An gequollenen und frisch gekeimten Sämereien schädigt vor allem die kleine Gartenwegschnecke. Diese dunkelgrau gefärbte Schneckenart wird nur 3–4 cm lang. Anders als ihre große Verwandte, die Spanische Wegschnecke, ist sie auch in der oberen Boden­schicht aktiv, wo sie unterirdisch gezielt Samen, aber auch Knollen und Rüben von Radies oder Möhre anfrisst.

Die Tiere lassen sich aufgrund ihrer Größe und ihrer häufig versteckten Lebensweise nur schlecht absammeln. Auch Schneckenzäune und ähnliche Abwehrsysteme halten die Gartenwegschnecke nur unzureichend ab.

Wer sich für den Einsatz von Pflanzenschutzmitteln entscheidet, kann zwischen vielen Produkten wählen.

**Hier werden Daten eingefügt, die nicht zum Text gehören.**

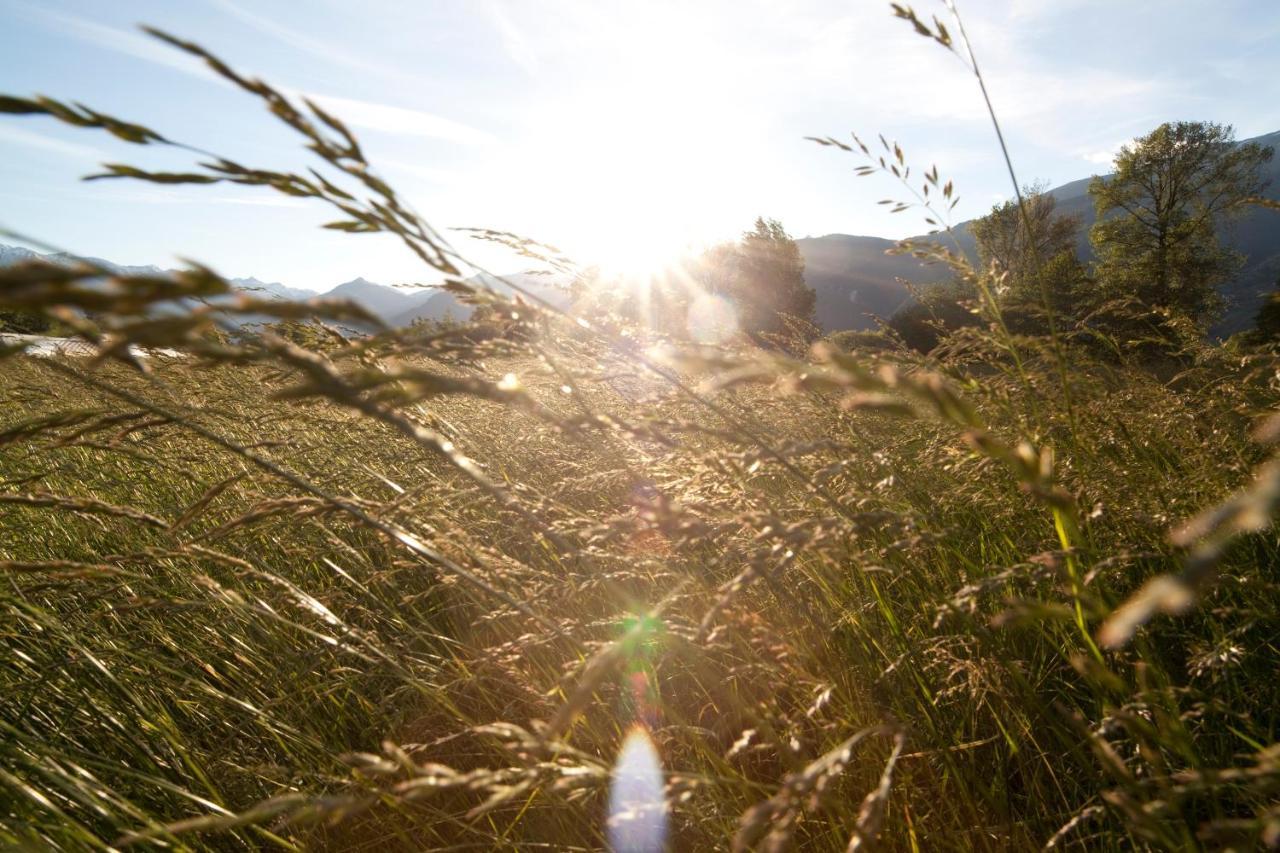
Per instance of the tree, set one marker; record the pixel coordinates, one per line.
(1159, 214)
(1266, 322)
(1031, 254)
(763, 276)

Für den Gemüsegarten am besten geeignet ist „Ferramol Schne­cken­korn“ (Neudorff), ein Prä­parat, das auch im professionel­len Bioanbau zugelassen ist.

Christoph Hoyer

Bitte beachten Sie vor dem Einsatz von Pflanzenschutzmitteln die aktuelle Zulassungsssituation.